During the summer of 2020, the Government launched a consultation on ‘Changes to the Current Planning System’. This included ‘radical’ proposals for a revised Standard Method for calculating housing need, which would have directed future housing growth to those local authorities where homes are least affordable. Meeting housing need on this basis would increase housebuilding, particularly (but not exclusively) in the South East of England and the Home Counties.

That may sound like a reasonable basis for planning for new homes, but is it a politically expedient one? No, it isn’t. At least, that seems to be the conclusion that the Government has now reached. The consultation elicited sustained, vocal and sometimes visceral, objections from local councillors and MPs outraged by the scale of housebuilding implied by the new figures. The proposed changes also reached the wider public-consciousness, as media outlets ran sensational stories about a ‘mutant algorithm’ and confused the proposals with wider reforms to the planning system.

So, fearing the prospect of both a collapse at May 2021’s local elections and future backbench rebellions, the Government has listened (or backed-down, depending on your perspective) and has essentially left the existing Standard Method unchanged, at least for the vast majority of local authorities. The 2014-based household projections will continue to form the baseline, a percentage uplift related to house price affordability will then apply, whilst any overall uplift will be subject to a 40% cap.

However, the 20 largest cities and urban centres will then be required to go one (major) step further, and apply an additional 35% uplift. As a result, London is expected to provide circa 93,500 new dwellings per annum. This is a tall order and given that average annual delivery in the capital was 33,000 homes (over the last 5 years), it is questionable whether simply increasing the housing target will actually make much difference on the ground.

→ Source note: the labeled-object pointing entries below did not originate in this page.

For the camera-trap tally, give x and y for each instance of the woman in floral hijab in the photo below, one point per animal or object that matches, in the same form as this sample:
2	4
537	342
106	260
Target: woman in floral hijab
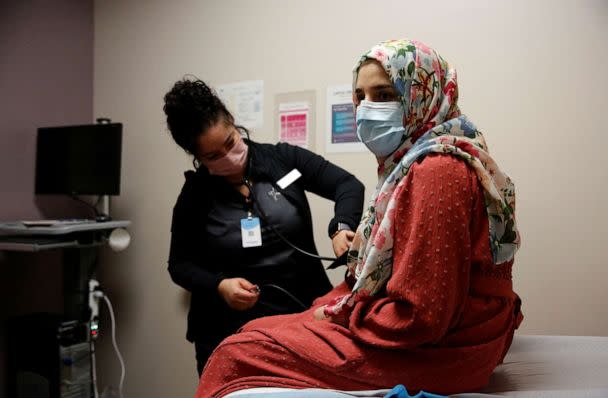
426	93
428	300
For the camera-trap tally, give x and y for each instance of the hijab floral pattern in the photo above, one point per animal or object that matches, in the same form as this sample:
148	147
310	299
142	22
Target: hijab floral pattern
428	91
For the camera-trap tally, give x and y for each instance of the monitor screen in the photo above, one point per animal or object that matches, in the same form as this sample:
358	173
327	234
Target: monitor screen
79	160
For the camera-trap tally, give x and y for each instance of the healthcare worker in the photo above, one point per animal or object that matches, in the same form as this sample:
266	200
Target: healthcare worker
242	221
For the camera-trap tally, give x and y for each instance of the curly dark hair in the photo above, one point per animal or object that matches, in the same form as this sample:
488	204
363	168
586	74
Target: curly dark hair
191	108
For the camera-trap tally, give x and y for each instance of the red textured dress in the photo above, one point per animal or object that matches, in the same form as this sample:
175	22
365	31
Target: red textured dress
444	322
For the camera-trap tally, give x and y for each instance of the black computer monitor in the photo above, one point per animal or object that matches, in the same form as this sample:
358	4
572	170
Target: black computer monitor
79	160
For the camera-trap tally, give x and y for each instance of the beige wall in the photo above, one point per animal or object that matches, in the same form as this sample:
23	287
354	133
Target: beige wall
532	76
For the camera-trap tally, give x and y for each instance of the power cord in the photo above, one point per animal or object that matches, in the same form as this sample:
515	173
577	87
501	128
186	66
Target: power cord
95	293
120	359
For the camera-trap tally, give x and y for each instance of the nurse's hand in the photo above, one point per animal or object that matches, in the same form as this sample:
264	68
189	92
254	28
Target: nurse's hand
239	293
319	313
342	241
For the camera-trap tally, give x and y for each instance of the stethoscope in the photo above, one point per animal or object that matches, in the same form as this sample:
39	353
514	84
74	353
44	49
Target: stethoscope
254	203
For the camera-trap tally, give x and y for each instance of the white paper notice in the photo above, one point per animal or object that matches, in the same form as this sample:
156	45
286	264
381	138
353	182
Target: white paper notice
246	102
294	123
341	130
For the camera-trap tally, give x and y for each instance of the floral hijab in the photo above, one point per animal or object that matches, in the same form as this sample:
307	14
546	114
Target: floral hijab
427	88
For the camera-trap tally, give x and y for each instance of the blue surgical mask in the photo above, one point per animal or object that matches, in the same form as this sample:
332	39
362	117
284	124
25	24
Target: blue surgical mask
380	126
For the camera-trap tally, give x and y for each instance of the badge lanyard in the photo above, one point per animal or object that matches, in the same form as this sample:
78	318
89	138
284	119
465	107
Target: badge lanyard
251	232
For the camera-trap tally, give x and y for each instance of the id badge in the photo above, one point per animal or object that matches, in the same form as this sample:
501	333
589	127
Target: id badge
251	232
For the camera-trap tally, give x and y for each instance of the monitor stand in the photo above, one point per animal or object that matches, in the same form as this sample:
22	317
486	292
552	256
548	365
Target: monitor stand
103	209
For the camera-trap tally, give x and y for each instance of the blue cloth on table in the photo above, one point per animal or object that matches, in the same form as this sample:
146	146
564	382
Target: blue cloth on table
400	391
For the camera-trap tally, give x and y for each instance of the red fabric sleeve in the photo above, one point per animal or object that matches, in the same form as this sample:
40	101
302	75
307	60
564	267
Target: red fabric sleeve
431	258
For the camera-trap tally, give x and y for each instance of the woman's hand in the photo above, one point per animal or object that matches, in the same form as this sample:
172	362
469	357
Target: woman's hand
342	241
239	293
319	315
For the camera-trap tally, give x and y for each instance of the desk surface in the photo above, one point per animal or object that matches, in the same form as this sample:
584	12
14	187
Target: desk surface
16	236
18	228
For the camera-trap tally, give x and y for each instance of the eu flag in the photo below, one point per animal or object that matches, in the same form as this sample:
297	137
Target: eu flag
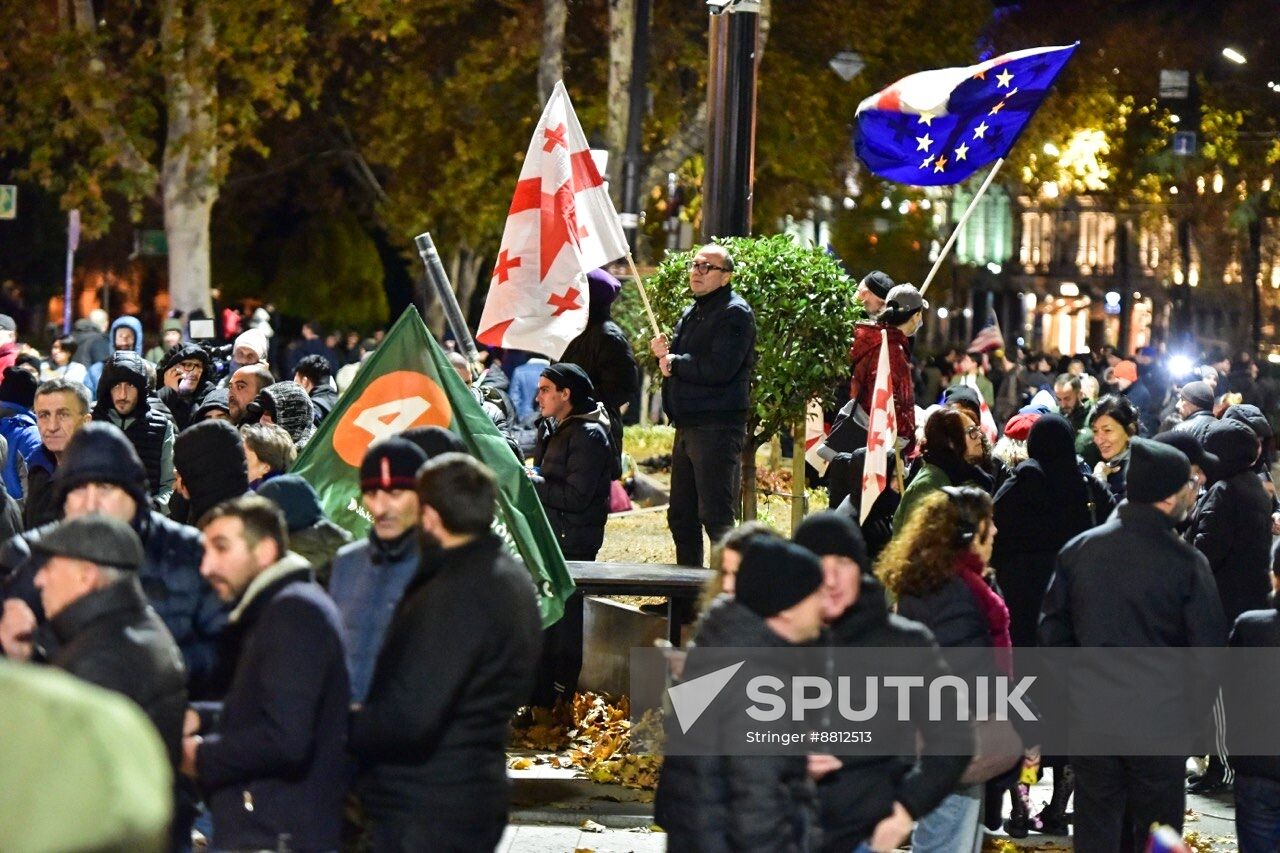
941	126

Nonetheless, the renewed focus on the capital does somewhat explain Robert Jenrick’s prompt response to the Mayor of London’s letter, setting out his intent to adopt the new London Plan following months of hiatus. Tellingly, the Secretary of State’s recommended changes to the Plan seek to highlight the role that industrial land and densification can play in meeting housing need, thereby relieving boroughs of the “difficult position of facing the release of Green Belt or Metropolitan Open Land”.

Outside of London, the other great urban centres will also have to find new ways of meeting housing need. The Government contends that such areas should look to densification, height and the redevelopment of commercial land. Surely, it is no coincidence that the Government recently launched another consultation concerning proposed new permitted development rights, which would further derestrict the conversion of Class E premises to residential, thereby smoothing the path to wholesale redevelopment in some locations.

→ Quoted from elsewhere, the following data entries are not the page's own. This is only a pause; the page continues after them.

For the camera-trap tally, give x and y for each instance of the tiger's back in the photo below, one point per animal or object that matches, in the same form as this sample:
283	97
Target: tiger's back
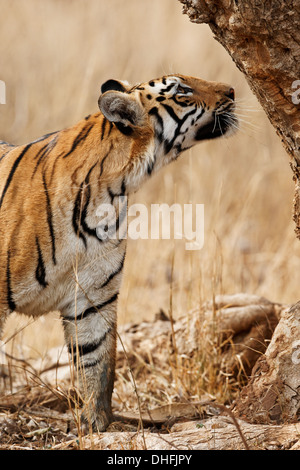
52	254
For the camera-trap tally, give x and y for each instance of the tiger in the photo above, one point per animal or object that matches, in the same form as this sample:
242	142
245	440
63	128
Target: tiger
53	256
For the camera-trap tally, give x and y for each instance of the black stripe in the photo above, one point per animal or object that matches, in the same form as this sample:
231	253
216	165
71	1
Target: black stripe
171	112
80	212
168	88
114	274
104	121
169	144
89	347
80	137
40	139
10	301
12	171
43	152
49	220
76	216
159	133
40	272
94	309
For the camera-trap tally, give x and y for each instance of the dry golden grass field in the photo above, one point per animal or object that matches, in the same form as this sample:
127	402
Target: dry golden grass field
54	55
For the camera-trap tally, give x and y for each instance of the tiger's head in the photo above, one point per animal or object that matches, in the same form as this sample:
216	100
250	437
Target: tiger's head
180	110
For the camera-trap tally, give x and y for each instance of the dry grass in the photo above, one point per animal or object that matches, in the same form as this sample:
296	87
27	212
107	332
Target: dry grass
54	56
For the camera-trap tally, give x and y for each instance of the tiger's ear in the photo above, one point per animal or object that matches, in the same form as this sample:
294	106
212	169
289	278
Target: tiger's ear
122	109
116	85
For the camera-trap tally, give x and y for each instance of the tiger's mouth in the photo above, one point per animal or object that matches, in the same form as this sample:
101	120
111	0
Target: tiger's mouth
221	124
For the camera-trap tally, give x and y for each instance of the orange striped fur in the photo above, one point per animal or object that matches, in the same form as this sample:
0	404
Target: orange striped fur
51	257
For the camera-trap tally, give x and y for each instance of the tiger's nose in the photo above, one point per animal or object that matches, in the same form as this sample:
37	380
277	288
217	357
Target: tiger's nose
230	93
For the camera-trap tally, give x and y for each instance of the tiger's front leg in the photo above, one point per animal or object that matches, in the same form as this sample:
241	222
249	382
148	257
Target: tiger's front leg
91	335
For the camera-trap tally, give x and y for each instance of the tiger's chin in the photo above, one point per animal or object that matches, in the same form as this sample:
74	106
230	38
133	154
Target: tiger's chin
222	125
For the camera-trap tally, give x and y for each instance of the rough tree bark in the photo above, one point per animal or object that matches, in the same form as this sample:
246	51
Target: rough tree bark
263	39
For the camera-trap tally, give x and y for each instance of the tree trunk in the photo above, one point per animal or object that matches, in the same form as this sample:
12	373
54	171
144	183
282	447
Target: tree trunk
263	39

It is hard to argue that large cities are not (in theory) better-placed to provide residents with access to sustainable transport and public services, when compared to more rural locations. Yet, focusing new housing growth in urban areas will invariably bring challenges. Many of the twenty urban centres listed are located in the Midlands and the North of England, where viability concerns may impede the redevelopment of derelict or under-utilised sites. Other urban areas are limited by their tightly drawn administrative boundaries or are otherwise constrained by heritage and landscape sensitivities (Brighton and Hove for example).

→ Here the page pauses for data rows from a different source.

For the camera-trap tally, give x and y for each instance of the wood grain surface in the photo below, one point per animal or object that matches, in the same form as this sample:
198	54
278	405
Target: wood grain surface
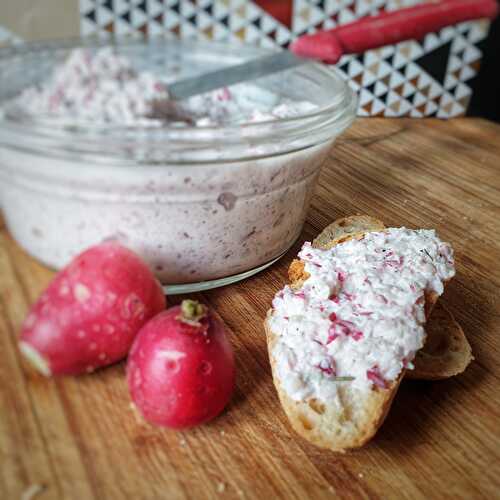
78	438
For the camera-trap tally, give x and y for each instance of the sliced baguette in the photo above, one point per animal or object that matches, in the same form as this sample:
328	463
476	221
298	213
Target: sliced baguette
446	352
358	416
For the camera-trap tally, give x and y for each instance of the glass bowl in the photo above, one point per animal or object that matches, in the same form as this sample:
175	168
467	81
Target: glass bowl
204	206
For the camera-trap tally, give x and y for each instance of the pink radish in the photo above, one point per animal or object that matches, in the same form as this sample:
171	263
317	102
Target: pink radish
181	370
91	312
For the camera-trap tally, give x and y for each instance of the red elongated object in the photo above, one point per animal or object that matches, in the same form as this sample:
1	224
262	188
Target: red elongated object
390	28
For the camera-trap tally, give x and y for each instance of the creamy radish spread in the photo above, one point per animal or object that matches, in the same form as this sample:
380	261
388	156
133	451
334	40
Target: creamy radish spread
358	319
104	87
191	223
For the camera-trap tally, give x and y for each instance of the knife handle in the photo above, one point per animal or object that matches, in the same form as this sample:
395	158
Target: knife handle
391	27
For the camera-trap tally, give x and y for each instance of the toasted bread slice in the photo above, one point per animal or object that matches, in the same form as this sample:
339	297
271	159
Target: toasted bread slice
353	422
446	352
339	428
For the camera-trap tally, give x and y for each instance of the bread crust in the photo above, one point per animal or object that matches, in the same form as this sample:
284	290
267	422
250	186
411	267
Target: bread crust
344	425
446	352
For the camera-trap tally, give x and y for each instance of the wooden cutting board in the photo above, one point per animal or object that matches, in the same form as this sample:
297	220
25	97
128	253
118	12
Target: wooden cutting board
78	438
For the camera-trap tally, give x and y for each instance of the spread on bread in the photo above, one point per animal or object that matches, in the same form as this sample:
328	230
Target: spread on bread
358	317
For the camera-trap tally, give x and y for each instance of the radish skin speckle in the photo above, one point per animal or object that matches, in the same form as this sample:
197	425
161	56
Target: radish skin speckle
183	380
85	328
81	292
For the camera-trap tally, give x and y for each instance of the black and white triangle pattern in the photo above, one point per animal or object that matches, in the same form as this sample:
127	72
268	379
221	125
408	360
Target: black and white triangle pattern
430	77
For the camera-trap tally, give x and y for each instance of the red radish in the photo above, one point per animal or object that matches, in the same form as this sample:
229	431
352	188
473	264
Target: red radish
390	27
91	312
181	370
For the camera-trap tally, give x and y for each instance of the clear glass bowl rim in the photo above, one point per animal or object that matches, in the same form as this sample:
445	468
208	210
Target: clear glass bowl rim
331	118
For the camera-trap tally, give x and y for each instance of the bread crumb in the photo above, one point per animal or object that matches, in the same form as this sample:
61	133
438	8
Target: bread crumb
32	491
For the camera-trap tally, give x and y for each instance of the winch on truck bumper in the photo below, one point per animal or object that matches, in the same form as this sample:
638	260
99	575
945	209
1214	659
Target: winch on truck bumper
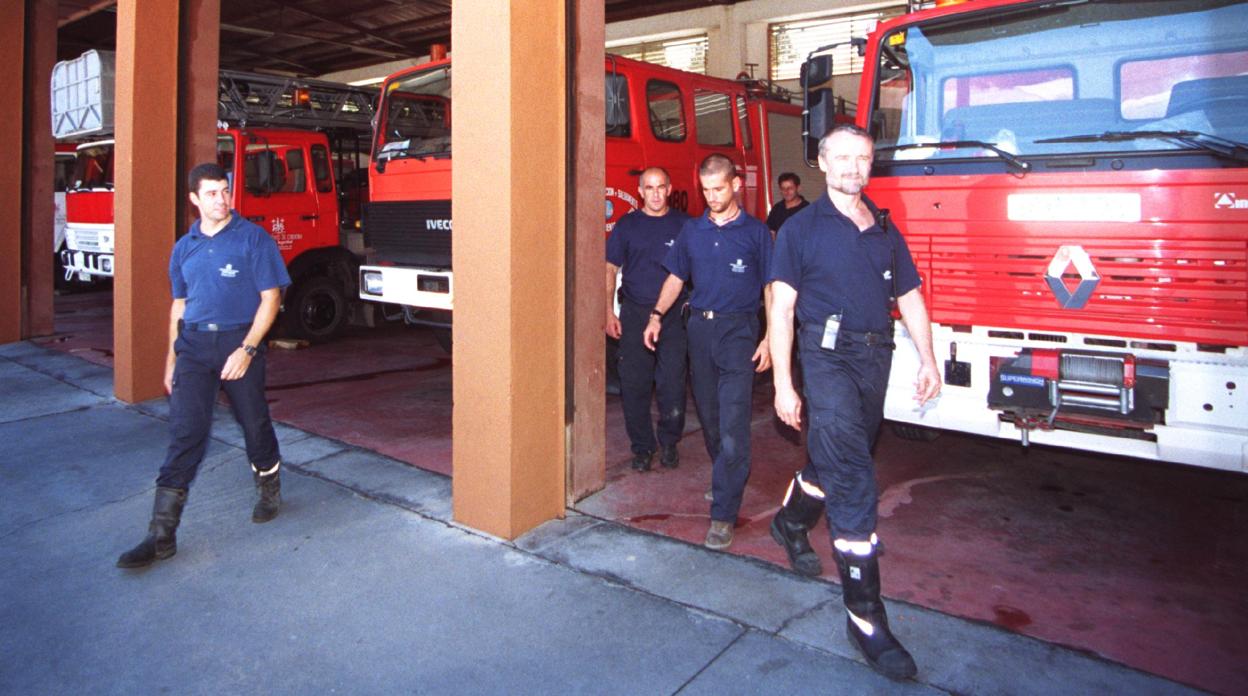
1105	393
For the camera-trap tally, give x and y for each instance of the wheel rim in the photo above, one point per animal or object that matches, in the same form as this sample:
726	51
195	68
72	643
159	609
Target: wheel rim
320	312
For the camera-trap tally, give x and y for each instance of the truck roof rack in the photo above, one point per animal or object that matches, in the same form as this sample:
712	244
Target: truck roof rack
82	100
250	99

Nothing in the updated Planning Practice Guidance or the Government’s response to the ‘Changes to the Current Planning System’ consultation, suggests that this new approach has been informed by an assessment of available urban capacity. Rather, it appears that a simple assumption has been made; town and city centres are losing their retail and office functions, and are therefore well-placed to replace shops and workplaces with homes. However, it is doubtful whether all of the twenty urban areas identified will be able to fully meet their increased housing need. So, the spectre of painful cross-boundary discussions looks likely to continue and the pressure to release greenfield and Green Belt land will continue unabated.